Correlation Between Visa and Infortrend Technology
Can any of the company-specific risk be diversified away by investing in both Visa and Infortrend Technology at the same time? Although using a correlation coefficient on its own may not help to predict future stock returns, this module helps to understand the diversifiable risk of combining Visa and Infortrend Technology into the same portfolio, which is an essential part of the fundamental portfolio management process.
By analyzing existing cross correlation between Visa Class A and Infortrend Technology, you can compare the effects of market volatilities on Visa and Infortrend Technology and check how they will diversify away market risk if combined in the same portfolio for a given time horizon. You can also utilize pair trading strategies of matching a long position in Visa with a short position of Infortrend Technology. Check out your portfolio center. Please also check ongoing floating volatility patterns of Visa and Infortrend Technology.
Diversification Opportunities for Visa and Infortrend Technology
-0.04 | Correlation Coefficient |
Good diversification
The 3 months correlation between Visa and Infortrend is -0.04. Overlapping area represents the amount of risk that can be diversified away by holding Visa Class A and Infortrend Technology in the same portfolio, assuming nothing else is changed. The correlation between historical prices or returns on Infortrend Technology and Visa is a relative statistical measure of the degree to which these equity instruments tend to move together. The correlation coefficient measures the extent to which returns on Visa Class A are associated (or correlated) with Infortrend Technology. Values of the correlation coefficient range from -1 to +1, where. The correlation of zero (0) is possible when the price movement of Infortrend Technology has no effect on the direction of Visa i.e., Visa and Infortrend Technology go up and down completely randomly.

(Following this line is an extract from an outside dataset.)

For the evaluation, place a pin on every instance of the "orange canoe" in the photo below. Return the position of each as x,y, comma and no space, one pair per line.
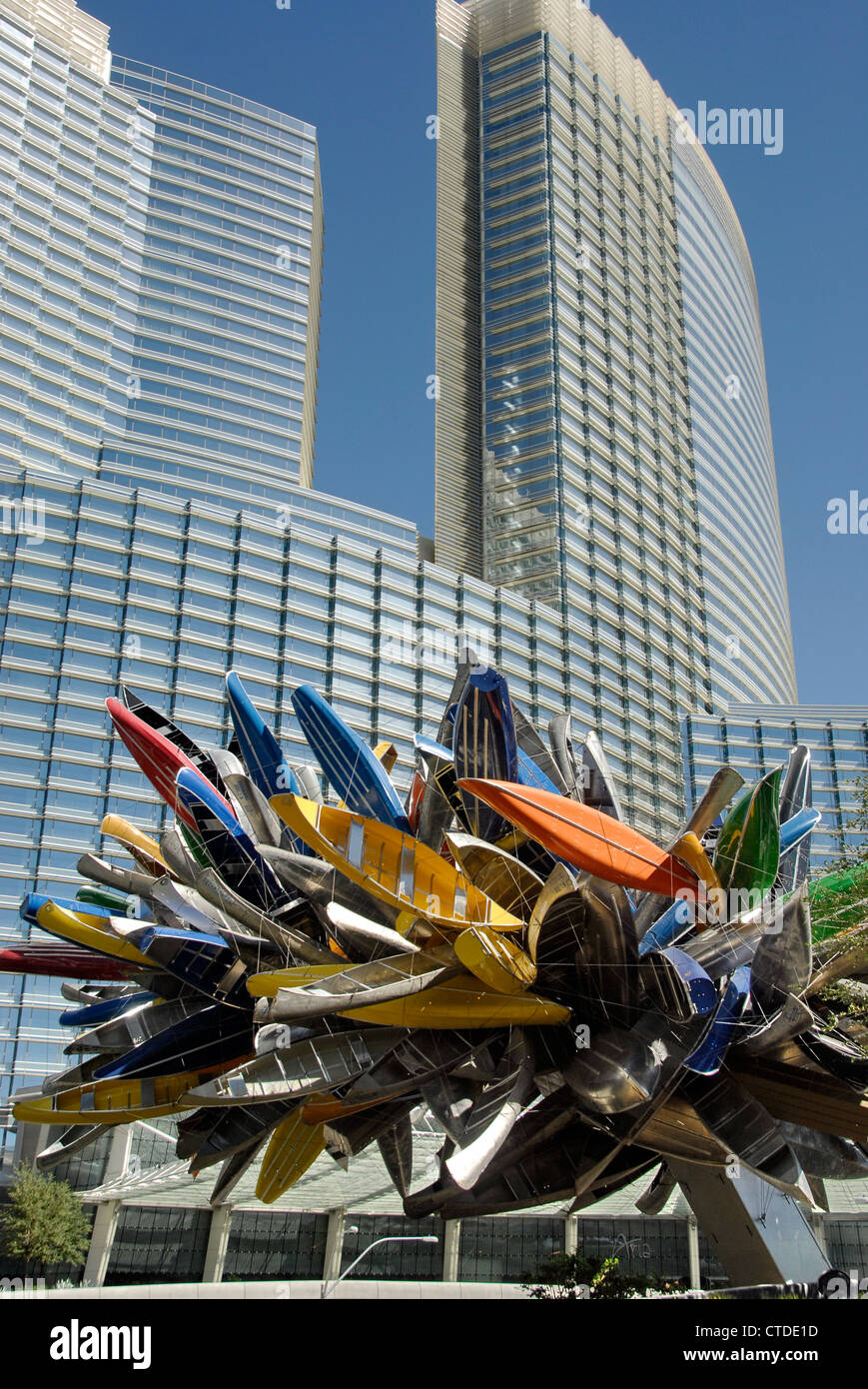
586,837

Pair Corralation between Visa and Infortrend Technology
Taking into account the 90-day investment horizon Visa Class A is expected to generate 0.51 times more return on investment than Infortrend Technology. However, Visa Class A is 1.96 times less risky than Infortrend Technology. It trades about 0.05 of its potential returns per unit of risk. Infortrend Technology is currently generating about -0.24 per unit of risk. If you would invest 31,301 in Visa Class A on October 4, 2024 and sell it today you would earn a total of 303.00 from holding Visa Class A or generate 0.97% return on investment over 90 days.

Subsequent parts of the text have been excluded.